The 11th Floor

A Perpsective Overlooking Jerusalem, Israeli Life, and Talmud Torah

Thursday, May 24, 2007

An update of sorts

Things in the holy land? Up here in the small mountain town of Shalem, its quiet. The heat of the last Sharav has passed, and with last week's unexpected downpour of rain (the intensity of which stunned most natives) the landscape is still green with the occasional bunch of flowers. Last night, Emek Refaim was closed to traffic, and all the restaurants (including the two traif ones) had streetside booths, offering meats and treats of all kinds. There was Rikudei Am at the local arts high school, rock bands, blues performers, and all sorts of crafts for sale. A charming time with half of Jerusalem and every Seminary girl mulling about.

But the attacks on Sderot and the reprisals by the IDF are making everyone a bit nervous. Couple that with a Prime Minster that everyone loathes but that nobody wants to move out or replace, and a defense secretary too stupid to move the lens caps of his binoculars, and the Qassams are worrying (and killing) people. Thankfully, the west bank has been quiet- one of the few advantages to the pullout from Gaza is that the loonies in Gaza are cut off from their slightly less loony friends in the West Bank. It's kept the IDF out of more trouble, and the longer calm prevails in the West Bank, the better the chances are for helping people in that area find their way to the negotiation table


Lag B'omer found us in Peki'in, the home of R. Shimon barYochai's cave. Pekiin is a lovely town where until 1948, Jews had lived for 2000 years (the people of the town could not stop the arab mobs that came from elsewhere in the gallil to kill jews). When those jews that fled did not come back immedaiately, the town made sure the synagogue was kept safe for when their neighbors finally did return. It does not hurt that the whole village is mostly druze and that the whole down relied on a single well until well into the 1970's. A religion of tolerance and a single water source can go a long way to promoting tolerance.

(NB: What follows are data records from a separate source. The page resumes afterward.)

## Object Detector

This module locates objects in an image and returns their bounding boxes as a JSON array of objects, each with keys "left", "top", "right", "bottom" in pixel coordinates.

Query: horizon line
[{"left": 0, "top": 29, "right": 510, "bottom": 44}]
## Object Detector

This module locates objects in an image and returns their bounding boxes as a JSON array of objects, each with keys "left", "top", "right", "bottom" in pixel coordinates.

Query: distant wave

When we returned to Jerusalem late that night, the smell of burning .... everything was in the air. Every corner had a fire of some kind, and Sacher park was more like a vision of Gehhenna with fires on the paths every 5 feet. It's a rather pagan event here in God's city, and if Rashbi saw it, he'd put half the city in cherem. he would have much more preffered Yom Mangal ( or should I call it Yom Ha'atzmaut?).